Nanocrystalline and amorphous Mg-Nd-Ni-Cu quaternary alloys with a composition of (Mg24Ni10Cu2)100-xNdx (x=0, 5, 10, 15, 20) were prepared by melt spinning technology and their structures as well as gaseous hydrogen storage characteristics were investigated. The XRD, TEM and SEM linked with EDS detections reveal that the as-spun Nd-free alloy holds an entire nanocrystalline structure but a nanocrystalline and amorphous structure for the as-spun Nd-added alloy, implying that the addition of Nd facilitates the glass forming in the Mg2Ni-type alloy.
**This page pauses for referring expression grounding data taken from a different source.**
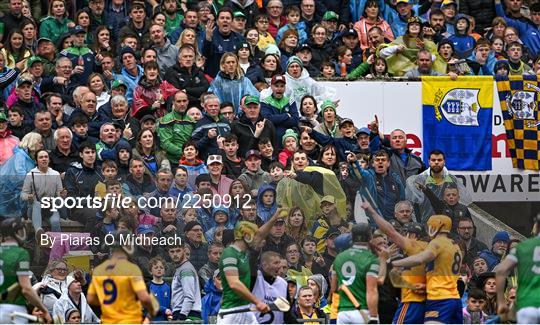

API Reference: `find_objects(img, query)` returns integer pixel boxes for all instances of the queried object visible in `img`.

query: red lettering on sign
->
[407,134,422,156]
[492,133,510,158]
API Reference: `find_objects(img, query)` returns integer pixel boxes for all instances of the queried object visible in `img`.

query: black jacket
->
[64,163,103,198]
[230,113,276,158]
[50,146,79,174]
[163,63,209,106]
[308,41,334,70]
[459,0,496,34]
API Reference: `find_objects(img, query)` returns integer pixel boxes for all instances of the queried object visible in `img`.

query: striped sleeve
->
[366,256,380,277]
[222,256,239,272]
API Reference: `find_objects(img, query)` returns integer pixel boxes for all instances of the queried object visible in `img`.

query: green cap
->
[111,79,127,89]
[320,99,337,112]
[26,56,44,68]
[0,112,7,122]
[323,11,339,21]
[282,128,298,146]
[244,95,260,105]
[233,11,246,19]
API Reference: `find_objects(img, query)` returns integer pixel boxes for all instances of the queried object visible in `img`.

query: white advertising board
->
[319,81,540,202]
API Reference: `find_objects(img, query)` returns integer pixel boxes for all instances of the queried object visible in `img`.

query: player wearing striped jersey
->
[332,223,380,324]
[0,218,52,324]
[362,202,427,324]
[392,214,463,324]
[496,215,540,324]
[217,221,270,324]
[87,231,158,324]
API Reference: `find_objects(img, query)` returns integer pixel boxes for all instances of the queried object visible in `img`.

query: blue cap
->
[70,25,86,35]
[356,127,371,136]
[492,231,510,245]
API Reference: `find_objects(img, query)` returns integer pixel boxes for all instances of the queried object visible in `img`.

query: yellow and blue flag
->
[422,76,493,170]
[496,75,540,171]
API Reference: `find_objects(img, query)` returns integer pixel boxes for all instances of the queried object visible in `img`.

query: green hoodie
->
[158,110,195,162]
[39,16,73,45]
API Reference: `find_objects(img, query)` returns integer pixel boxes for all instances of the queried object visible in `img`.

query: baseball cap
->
[356,127,371,136]
[136,224,155,235]
[320,195,336,204]
[441,0,457,7]
[184,221,202,232]
[323,11,339,21]
[245,149,261,160]
[395,0,410,4]
[244,95,260,105]
[0,112,7,122]
[70,25,86,35]
[26,56,44,68]
[37,37,53,45]
[342,28,357,38]
[294,43,311,54]
[120,46,137,59]
[207,154,223,165]
[233,11,246,19]
[111,79,128,90]
[140,115,156,124]
[16,77,33,87]
[271,74,286,85]
[327,231,340,238]
[339,118,354,128]
[235,41,250,51]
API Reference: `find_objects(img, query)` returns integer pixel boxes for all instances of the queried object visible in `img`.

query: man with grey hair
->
[150,24,178,73]
[108,95,140,144]
[95,122,131,161]
[51,127,78,174]
[191,93,231,160]
[393,200,415,226]
[41,57,78,108]
[67,91,107,138]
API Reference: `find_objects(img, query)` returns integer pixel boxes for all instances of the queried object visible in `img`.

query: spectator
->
[198,243,224,286]
[478,231,510,271]
[238,149,272,196]
[495,0,540,58]
[208,52,259,114]
[286,286,325,323]
[191,94,231,159]
[183,221,209,270]
[354,0,394,51]
[0,111,20,165]
[116,46,143,104]
[143,168,174,217]
[164,45,209,107]
[33,260,77,314]
[462,288,489,324]
[52,276,98,323]
[285,206,309,243]
[276,6,308,45]
[132,129,170,180]
[246,52,283,85]
[132,61,179,119]
[506,41,531,75]
[171,240,202,321]
[267,0,287,38]
[254,14,277,51]
[308,24,333,70]
[59,26,96,88]
[158,90,195,165]
[147,257,172,321]
[403,49,445,78]
[203,8,245,77]
[150,24,178,72]
[1,30,31,69]
[1,0,27,43]
[119,1,151,49]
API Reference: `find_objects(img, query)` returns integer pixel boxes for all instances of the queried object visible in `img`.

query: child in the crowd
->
[320,61,336,78]
[256,185,277,222]
[279,129,298,166]
[95,160,119,198]
[494,60,510,77]
[448,14,476,59]
[70,115,98,150]
[201,270,222,324]
[255,13,276,51]
[258,137,275,171]
[221,134,244,179]
[276,6,308,44]
[116,141,132,181]
[7,105,31,140]
[366,57,390,78]
[147,257,172,321]
[205,206,232,243]
[462,288,488,324]
[311,195,349,253]
[269,161,285,188]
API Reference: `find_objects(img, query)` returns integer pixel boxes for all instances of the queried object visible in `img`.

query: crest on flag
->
[436,88,481,126]
[505,89,536,120]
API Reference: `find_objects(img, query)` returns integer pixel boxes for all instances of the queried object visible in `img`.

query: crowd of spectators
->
[0,0,536,323]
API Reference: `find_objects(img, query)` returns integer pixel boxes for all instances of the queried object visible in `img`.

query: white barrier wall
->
[319,81,540,202]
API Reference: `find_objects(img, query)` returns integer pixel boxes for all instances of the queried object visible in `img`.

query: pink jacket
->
[354,17,395,50]
[0,136,19,165]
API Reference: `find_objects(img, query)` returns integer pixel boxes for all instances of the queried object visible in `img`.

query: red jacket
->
[132,79,178,119]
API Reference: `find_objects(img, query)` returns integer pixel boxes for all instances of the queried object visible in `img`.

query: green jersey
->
[333,245,379,311]
[508,236,540,309]
[0,243,31,306]
[219,245,251,309]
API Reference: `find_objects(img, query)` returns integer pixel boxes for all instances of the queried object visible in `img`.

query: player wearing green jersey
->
[496,215,540,324]
[0,218,52,324]
[332,223,380,324]
[217,221,270,324]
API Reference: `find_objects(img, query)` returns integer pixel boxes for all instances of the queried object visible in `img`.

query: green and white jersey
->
[219,245,251,309]
[508,236,540,309]
[0,243,31,306]
[333,245,379,311]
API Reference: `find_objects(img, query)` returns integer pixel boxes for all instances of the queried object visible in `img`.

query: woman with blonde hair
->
[175,28,204,68]
[208,52,259,114]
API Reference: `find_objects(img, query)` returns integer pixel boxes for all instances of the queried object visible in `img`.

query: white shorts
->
[0,304,29,324]
[337,309,369,324]
[217,304,258,325]
[517,307,540,324]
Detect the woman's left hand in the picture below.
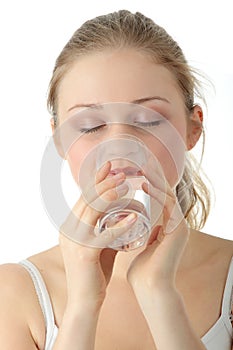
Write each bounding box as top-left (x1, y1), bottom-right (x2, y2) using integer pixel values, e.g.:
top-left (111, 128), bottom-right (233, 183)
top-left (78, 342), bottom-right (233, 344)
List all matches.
top-left (126, 172), bottom-right (208, 350)
top-left (127, 171), bottom-right (190, 300)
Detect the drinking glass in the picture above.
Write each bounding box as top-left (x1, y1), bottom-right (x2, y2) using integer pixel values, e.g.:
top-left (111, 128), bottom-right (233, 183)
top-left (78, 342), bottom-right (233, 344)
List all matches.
top-left (95, 138), bottom-right (152, 251)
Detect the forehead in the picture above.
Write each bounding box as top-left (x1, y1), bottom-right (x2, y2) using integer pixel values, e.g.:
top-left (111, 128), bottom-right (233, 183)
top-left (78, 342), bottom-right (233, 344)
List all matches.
top-left (57, 49), bottom-right (182, 116)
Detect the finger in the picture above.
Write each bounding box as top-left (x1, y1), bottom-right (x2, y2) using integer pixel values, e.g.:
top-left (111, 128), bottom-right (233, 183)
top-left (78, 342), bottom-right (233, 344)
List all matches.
top-left (79, 180), bottom-right (129, 225)
top-left (61, 182), bottom-right (130, 246)
top-left (95, 173), bottom-right (127, 198)
top-left (77, 159), bottom-right (127, 224)
top-left (80, 160), bottom-right (113, 201)
top-left (82, 172), bottom-right (126, 205)
top-left (67, 212), bottom-right (138, 249)
top-left (147, 225), bottom-right (162, 245)
top-left (157, 227), bottom-right (165, 242)
top-left (61, 173), bottom-right (129, 248)
top-left (78, 160), bottom-right (111, 197)
top-left (92, 212), bottom-right (138, 248)
top-left (95, 160), bottom-right (111, 184)
top-left (71, 172), bottom-right (127, 221)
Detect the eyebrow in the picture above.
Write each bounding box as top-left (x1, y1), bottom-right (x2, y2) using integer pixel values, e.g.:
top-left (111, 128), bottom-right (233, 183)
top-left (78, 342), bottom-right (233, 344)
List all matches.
top-left (67, 96), bottom-right (170, 112)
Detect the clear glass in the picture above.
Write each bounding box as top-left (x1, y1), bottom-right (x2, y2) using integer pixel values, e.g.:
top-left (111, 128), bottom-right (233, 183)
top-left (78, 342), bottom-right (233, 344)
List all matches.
top-left (97, 173), bottom-right (151, 251)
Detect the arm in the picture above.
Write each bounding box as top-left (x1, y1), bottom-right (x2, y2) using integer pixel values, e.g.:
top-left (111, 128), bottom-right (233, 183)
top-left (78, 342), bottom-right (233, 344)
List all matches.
top-left (52, 162), bottom-right (136, 349)
top-left (53, 216), bottom-right (135, 350)
top-left (52, 305), bottom-right (100, 349)
top-left (0, 264), bottom-right (101, 350)
top-left (127, 172), bottom-right (207, 350)
top-left (136, 286), bottom-right (207, 350)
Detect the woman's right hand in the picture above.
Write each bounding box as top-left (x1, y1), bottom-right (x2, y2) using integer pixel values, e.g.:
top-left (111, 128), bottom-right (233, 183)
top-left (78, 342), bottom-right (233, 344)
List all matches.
top-left (59, 161), bottom-right (137, 312)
Furthermore, the degree of amorphization of the as-spun Nd-added alloy and thermal stability of the amorphous structure clearly increase with the spinning rate rising. The melt spinning ameliorates the hydriding and dehydriding kinetics of the alloys dramatically. Specially, the rising of the spinning rate from 0 (the as-cast was defined as the spinning rate of 0 m/s) to 40 m/s brings on the hydrogen absorption saturation ratio (R5a) (a ratio of the hydrogen absorption quantity in 5 min to the saturated hydrogen absorption capacity) increasing from 36.9% to 91.5% and the hydrogen desorption ratio (R10d) (a ratio of the hydrogen desorption quantity in 10 min to the saturated hydrogen absorption capacity) rising from 16.4% to 47.7% for the (x=10) alloy, respectively.